Sleepy Hollow

Anyone who is still familiar with Washington Irving’s “Legend of Sleepy
Hollow” will find little to recognize in its Tim Burtonification as Sleepy
Hollow
. Burton has filled this bit of belletrist whimsy from the now
almost-unimaginable past with his familiar, not to say trademark devices. All
takes place amidst spooky landscapes in grey and black, overlaid with mists and
interrupted by vertical surprises — windmills or ruins or stooks of grain or
scarecrows or bare trees that look like (and in fact turn out to be) monsters.
There is also unashamed magic and witchy symbols and human heads with eyeballs
and tongues that have a mind of their own. This is the stuff of old horror
movies lovingly re-created, but punctuated with rather good jokes. There is also
Johnny Depp, who makes a not entirely unrecognizable Ichabod Crane.

It is Burton’s clever idea to make Ichabod (Hebrew for “the glory has
departed”) not a village schoolmaster but a New York City police constable full
of up-to-date ideas about scientific crime detection, who is sent up the Hudson
by his superiors to investigate the depredation of the alleged Headless
Horseman. This allows the timid and awkward Mr. Crane to stumble his way towards
true love with the beauteous Katrina Van Tassel (a miscast Christina Ricci who
has yet to outgrow her baby-fat) as a representative of infant science. Thus on
encountering his first headless corpse he takes out his mysterious bag of
instruments and chemicals and sprinkles a powder on the ground, which produces
some kind of smoke or steam. “Ah!” he says. “There is a chemical reaction. It
shows there was a singular powerful thrust to the neck.”

Burton’s jokes tend thus to come at the expense of science and rationality,
as well as the overweening Crane. Confidently asserting that “The assassin is a
man of flesh and blood, and I will discover him,” the latter’s faith in science
and reason is fatally shaken by his own encounter with the Horseman (engagingly
played, in the scenes where his head is still attached, by Christopher Walken).
At length we see the scientific detective huddled up in bed with the covers
pulled up to his chin crying out to the terrorized but less
dramatically-inclined townspeople: “It was a Headless Horseman! ….It’s
all true!”

As indeed it is — and isn’t. Crane had been right to expect an assassin
of flesh and blood, and a very down-to-earth sort of plot to steal a legacy. But
the assassin, it turns out, is able to make use of the genuinely supernatural
ghostly rider by possessing its skull. That object’s possessor is able to
command its owner to sever heads more or less at will until it shall reclaim the
skull and proceed, intact at last, straight to Hell forever. Insofar as there is
to be any defense against the monster, we have to hope that it will come from
the white magic in which, by a remarkable coincidence, Katrina happens to be an
adept. Or else they could just get hold of the missing head.

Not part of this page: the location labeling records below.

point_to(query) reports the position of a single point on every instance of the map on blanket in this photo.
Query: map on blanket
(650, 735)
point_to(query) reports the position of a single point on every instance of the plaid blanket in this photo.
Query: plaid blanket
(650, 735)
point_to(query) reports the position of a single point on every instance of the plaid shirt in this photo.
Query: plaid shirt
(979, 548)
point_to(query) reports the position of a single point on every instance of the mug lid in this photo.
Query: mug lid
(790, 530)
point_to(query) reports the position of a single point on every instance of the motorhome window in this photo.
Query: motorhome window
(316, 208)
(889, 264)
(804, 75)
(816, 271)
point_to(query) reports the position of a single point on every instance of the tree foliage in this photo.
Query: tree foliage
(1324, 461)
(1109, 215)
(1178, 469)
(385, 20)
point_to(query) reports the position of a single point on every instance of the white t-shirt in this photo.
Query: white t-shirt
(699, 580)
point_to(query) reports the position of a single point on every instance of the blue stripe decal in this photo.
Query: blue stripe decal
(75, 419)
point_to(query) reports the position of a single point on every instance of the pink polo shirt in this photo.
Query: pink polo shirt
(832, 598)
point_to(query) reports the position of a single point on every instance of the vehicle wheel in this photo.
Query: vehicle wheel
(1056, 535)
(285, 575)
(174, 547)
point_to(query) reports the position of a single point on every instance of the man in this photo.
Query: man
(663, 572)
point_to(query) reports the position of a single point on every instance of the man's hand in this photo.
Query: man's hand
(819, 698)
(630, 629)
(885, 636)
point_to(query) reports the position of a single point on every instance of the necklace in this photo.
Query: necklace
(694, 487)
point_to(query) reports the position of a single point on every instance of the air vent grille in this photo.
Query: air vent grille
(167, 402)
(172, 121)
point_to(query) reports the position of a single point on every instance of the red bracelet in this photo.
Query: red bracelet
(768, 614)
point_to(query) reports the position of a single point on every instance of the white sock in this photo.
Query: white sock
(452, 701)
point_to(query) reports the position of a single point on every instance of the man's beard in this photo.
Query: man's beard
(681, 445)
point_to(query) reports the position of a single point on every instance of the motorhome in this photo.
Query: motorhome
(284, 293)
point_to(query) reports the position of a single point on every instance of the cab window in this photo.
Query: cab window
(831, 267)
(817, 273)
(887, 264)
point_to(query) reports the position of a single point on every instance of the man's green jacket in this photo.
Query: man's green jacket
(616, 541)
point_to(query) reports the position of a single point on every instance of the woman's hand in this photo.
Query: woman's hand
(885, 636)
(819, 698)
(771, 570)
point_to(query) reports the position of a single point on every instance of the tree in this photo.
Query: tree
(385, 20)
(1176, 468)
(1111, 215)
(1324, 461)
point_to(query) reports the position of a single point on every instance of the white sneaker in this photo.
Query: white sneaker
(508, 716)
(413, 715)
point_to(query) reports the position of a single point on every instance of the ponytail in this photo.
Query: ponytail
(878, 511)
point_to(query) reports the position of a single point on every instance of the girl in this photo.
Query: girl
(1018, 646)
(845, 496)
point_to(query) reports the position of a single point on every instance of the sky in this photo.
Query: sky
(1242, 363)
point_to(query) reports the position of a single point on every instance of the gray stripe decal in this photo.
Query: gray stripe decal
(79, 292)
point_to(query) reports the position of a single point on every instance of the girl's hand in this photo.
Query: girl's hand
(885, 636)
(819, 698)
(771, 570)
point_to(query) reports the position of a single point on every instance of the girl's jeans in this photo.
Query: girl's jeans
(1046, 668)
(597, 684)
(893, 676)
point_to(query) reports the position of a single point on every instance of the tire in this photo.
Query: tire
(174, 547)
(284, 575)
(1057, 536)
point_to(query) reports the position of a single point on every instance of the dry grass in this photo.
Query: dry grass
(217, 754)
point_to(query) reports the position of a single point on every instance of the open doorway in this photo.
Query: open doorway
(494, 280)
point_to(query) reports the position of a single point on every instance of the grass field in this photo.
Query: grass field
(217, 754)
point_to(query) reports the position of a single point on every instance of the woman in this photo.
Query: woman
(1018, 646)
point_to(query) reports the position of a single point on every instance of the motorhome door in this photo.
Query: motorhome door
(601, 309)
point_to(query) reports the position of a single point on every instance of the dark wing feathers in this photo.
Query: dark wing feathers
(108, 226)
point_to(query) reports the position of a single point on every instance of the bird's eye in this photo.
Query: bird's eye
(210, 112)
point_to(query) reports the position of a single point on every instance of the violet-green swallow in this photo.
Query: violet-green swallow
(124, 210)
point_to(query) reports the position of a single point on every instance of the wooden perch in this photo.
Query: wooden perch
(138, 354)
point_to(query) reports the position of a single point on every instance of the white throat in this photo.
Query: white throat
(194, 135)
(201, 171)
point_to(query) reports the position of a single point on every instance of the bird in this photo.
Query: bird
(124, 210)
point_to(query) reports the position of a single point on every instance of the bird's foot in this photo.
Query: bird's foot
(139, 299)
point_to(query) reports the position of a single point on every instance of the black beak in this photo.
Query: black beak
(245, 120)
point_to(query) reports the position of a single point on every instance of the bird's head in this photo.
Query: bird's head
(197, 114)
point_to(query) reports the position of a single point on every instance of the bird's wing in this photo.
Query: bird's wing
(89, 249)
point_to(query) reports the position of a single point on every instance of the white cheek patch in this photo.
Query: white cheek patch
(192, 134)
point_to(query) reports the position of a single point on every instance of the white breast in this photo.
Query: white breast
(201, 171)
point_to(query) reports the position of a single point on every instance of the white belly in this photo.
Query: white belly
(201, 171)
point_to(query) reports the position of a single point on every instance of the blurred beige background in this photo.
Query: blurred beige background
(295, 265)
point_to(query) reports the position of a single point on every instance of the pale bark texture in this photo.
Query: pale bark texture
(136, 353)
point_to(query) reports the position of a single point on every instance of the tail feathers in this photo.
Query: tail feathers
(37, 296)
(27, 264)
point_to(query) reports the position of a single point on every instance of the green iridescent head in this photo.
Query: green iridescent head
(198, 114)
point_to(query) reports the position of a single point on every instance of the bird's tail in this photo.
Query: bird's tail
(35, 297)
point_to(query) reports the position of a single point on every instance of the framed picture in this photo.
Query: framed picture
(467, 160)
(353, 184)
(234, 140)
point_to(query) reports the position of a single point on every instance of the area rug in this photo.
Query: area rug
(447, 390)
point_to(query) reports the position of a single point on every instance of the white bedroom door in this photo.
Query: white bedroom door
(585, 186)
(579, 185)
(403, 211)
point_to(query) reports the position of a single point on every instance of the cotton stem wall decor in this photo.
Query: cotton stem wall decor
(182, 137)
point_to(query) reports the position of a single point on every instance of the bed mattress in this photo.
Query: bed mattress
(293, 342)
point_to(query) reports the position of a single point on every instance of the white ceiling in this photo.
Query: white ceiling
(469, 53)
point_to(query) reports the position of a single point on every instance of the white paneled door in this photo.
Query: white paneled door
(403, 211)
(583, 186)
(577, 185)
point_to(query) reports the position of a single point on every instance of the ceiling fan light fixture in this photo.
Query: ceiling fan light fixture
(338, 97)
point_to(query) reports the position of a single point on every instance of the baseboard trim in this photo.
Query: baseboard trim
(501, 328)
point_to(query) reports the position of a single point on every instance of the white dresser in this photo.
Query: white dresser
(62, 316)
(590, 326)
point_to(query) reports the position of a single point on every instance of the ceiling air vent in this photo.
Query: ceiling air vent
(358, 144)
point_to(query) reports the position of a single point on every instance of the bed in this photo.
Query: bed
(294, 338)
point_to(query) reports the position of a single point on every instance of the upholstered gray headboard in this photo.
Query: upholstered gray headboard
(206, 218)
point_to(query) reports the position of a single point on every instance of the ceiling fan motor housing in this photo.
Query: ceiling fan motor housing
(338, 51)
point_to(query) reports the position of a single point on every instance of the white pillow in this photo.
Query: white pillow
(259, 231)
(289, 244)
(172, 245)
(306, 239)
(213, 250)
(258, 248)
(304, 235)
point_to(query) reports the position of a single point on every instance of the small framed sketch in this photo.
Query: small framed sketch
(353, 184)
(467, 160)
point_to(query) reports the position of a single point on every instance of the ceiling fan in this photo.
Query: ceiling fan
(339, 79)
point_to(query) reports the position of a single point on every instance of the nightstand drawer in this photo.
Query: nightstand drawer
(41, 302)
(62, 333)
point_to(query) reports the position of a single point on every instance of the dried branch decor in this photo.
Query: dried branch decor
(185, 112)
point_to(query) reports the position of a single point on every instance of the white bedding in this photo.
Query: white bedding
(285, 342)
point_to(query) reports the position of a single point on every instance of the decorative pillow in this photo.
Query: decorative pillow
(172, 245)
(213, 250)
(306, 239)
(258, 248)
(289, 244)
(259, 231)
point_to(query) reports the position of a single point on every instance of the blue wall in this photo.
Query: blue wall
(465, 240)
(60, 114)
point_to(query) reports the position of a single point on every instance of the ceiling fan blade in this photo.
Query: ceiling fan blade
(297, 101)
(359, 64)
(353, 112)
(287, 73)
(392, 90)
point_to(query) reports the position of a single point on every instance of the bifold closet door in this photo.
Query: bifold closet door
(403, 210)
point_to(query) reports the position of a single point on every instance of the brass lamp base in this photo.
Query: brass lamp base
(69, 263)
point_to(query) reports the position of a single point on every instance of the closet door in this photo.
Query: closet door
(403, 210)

All this is overexplained and excessively rationalized itself, and the device
of the remote-control Horseman swiftly becomes tedious. Like his hero, Burton is
“pinioned by a chain of reasoning” arising out of the essentially uninteresting
murder mystery and his own narrative fastidiousness. This of course will
scarcely bother the kids of 11 to 15 who won’t care about anything but the gross
details of severed heads and popping eyeballs — and the jokes. But for the
rest of us, Burton’s critique of pure reason doesn’t quite come off.